4. Submission: Online via GeauxBIZ portal or physical filing at 8585 Archives Ave., Baton Rouge, LA 70809.

B. Publication Requirements
1. Within thirty (30) days after formation, publish a single notice of organization in a newspaper of general circulation in the parish where the registered office is located.
2. The notice must include (i) the Company’s name, (ii) registered office address, and (iii) a statement that the Company is organized under the Louisiana Limited Liability Company Law.
3. Obtain and retain an Affidavit of Publication for the Company records; filing with the Secretary of State is not presently required.
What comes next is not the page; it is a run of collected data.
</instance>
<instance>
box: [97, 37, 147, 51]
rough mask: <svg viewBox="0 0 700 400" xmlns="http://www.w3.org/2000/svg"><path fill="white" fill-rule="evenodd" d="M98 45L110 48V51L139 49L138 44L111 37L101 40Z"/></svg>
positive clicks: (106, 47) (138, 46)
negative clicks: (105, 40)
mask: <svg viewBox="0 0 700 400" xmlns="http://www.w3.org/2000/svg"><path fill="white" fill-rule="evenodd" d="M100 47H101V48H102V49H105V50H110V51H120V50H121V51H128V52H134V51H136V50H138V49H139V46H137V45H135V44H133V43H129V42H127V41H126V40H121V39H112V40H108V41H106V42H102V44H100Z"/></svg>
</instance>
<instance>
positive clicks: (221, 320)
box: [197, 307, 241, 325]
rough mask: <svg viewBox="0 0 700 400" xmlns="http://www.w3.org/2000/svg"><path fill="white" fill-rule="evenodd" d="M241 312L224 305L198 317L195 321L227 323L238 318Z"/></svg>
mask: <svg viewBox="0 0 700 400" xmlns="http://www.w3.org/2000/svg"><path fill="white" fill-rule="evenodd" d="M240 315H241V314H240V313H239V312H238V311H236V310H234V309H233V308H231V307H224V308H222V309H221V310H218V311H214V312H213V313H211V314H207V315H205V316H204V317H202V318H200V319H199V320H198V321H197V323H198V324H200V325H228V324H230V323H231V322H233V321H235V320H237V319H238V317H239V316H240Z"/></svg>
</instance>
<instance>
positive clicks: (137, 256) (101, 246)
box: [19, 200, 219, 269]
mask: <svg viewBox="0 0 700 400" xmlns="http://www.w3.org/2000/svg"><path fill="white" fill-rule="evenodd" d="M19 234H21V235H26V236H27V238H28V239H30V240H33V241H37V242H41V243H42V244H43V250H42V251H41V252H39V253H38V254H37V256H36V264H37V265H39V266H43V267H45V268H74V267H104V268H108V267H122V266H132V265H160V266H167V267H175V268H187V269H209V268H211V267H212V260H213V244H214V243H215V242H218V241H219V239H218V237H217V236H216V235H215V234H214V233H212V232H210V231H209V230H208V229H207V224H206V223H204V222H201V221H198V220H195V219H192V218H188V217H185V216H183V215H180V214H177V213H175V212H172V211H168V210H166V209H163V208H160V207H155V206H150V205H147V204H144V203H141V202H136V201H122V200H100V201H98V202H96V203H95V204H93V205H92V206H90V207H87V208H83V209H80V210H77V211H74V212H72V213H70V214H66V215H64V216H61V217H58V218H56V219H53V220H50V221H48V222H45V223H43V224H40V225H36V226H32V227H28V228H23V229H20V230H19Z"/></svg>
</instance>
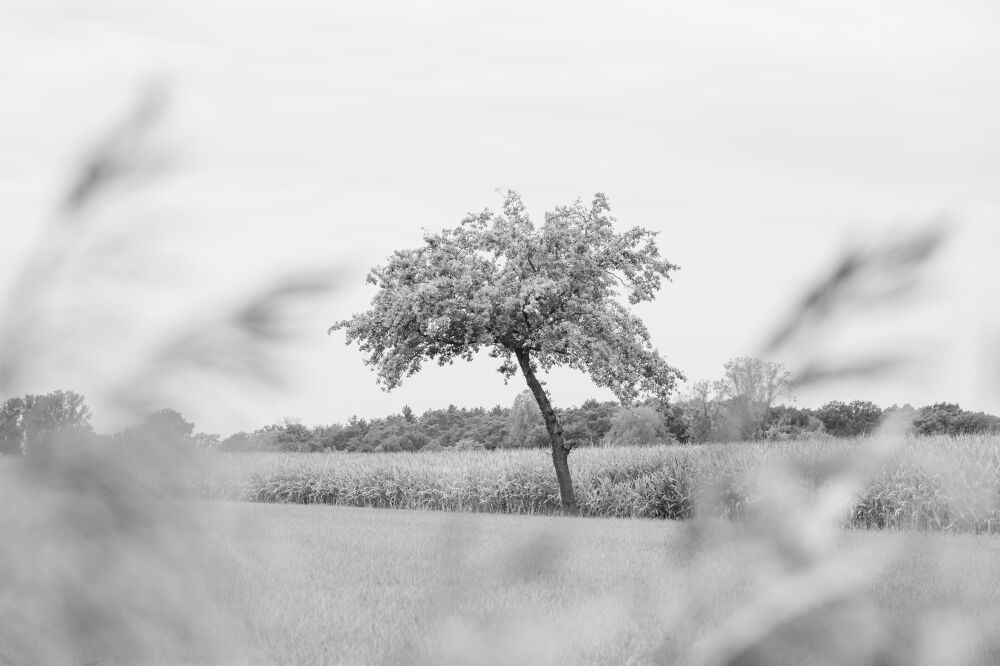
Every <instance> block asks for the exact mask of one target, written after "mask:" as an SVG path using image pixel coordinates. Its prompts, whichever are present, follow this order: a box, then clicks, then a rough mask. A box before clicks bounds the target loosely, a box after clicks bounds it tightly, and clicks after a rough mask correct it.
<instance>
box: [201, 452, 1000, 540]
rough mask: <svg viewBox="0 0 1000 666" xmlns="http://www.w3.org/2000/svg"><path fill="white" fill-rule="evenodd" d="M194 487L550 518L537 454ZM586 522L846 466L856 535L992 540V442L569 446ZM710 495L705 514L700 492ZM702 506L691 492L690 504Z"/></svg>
mask: <svg viewBox="0 0 1000 666" xmlns="http://www.w3.org/2000/svg"><path fill="white" fill-rule="evenodd" d="M215 462H216V465H215V469H214V472H212V473H211V474H209V475H207V476H206V477H205V478H203V479H202V480H201V488H202V492H203V493H204V494H206V495H208V496H213V497H226V498H230V499H241V500H250V501H256V502H292V503H303V504H339V505H346V506H364V507H376V508H422V509H438V510H445V511H474V512H490V513H516V514H537V513H543V514H544V513H556V512H557V511H558V508H559V495H558V487H557V486H556V482H555V476H554V473H553V470H552V464H551V460H550V459H549V456H548V455H547V453H546V452H545V451H542V450H499V451H491V452H483V451H442V452H425V453H418V454H411V453H395V454H386V453H369V454H363V453H335V454H302V453H290V454H279V453H263V454H235V455H222V456H220V459H219V460H217V461H215ZM570 467H571V471H572V474H573V479H574V484H575V486H576V492H577V501H578V503H579V506H580V510H581V513H582V514H583V515H585V516H600V517H646V518H671V519H685V518H690V517H691V516H692V515H693V514H694V513H695V512H696V511H697V510H699V508H698V507H699V506H700V507H701V510H703V512H704V511H708V512H710V513H712V514H713V515H716V516H718V517H724V518H732V517H739V516H741V515H743V514H745V513H746V512H747V511H748V510H752V509H753V508H754V507H755V506H756V505H758V504H759V502H760V499H761V496H762V495H763V491H764V490H765V489H764V488H762V487H761V479H760V476H761V472H762V471H765V470H768V469H770V468H774V467H780V468H782V469H783V470H784V472H783V480H782V483H788V484H791V485H793V486H795V487H796V488H797V489H798V490H800V491H802V492H803V493H805V494H806V495H814V494H815V493H816V492H818V491H819V490H821V489H822V488H823V487H824V485H825V484H827V483H829V482H830V480H831V475H835V474H836V473H839V472H841V471H843V470H844V469H845V468H846V467H851V468H852V469H851V473H852V474H854V475H856V476H857V483H856V486H857V488H856V490H855V493H854V497H853V499H852V501H851V502H849V509H848V510H846V511H845V512H844V515H843V516H842V517H841V520H842V523H843V524H844V525H846V526H849V527H857V528H895V529H911V528H919V529H933V530H941V531H949V532H972V533H996V532H998V531H1000V437H996V436H991V437H982V436H969V437H959V438H949V437H934V438H923V439H913V438H902V437H900V438H895V439H892V438H882V439H855V440H846V441H845V440H821V441H792V442H759V443H757V442H754V443H750V442H737V443H731V444H715V445H701V446H661V447H652V448H624V447H621V448H618V447H616V448H604V449H602V448H598V449H580V450H577V451H574V452H573V454H572V456H570ZM706 489H709V490H710V491H711V496H712V501H711V506H710V507H709V506H708V504H707V503H706V502H705V501H704V497H703V496H700V494H699V493H702V491H705V490H706ZM702 495H703V493H702Z"/></svg>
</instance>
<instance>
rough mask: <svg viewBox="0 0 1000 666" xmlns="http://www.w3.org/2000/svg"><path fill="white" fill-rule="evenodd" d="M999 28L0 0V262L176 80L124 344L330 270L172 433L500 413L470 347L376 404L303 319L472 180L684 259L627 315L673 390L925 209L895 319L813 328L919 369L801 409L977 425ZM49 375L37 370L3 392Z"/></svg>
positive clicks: (442, 216) (560, 383)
C. Post-Formation Checklist
• Hold initial Members’ meeting; adopt Operating Agreement and resolutions.
• Obtain EIN from the IRS.
• Open Company bank account.
• Apply for any necessary state or local licenses and permits.
• File required tax registrations with the Louisiana Department of Revenue and applicable parishes/municipalities.


EXHIBIT A

INITIAL MEMBERS, MEMBERSHIP INTERESTS & CAPITAL CONTRIBUTIONS

Member Name Mailing Address % Interest Capital Contribution Description & Agreed Value
[MEMBER 1] [ADDRESS] [__]% $[AMOUNT] cash
[MEMBER 2] [ADDRESS] [__]% $[AMOUNT] cash + [DESCRIPTION OF PROPERTY]
[MEMBER 3] [ADDRESS] [__]% $[AMOUNT] cash

[// GUIDANCE: Attach additional exhibits (e.g., Schedule of Managers, Buy-Sell Provisions) as needed. Ensure internal cross-references remain accurate after customization.]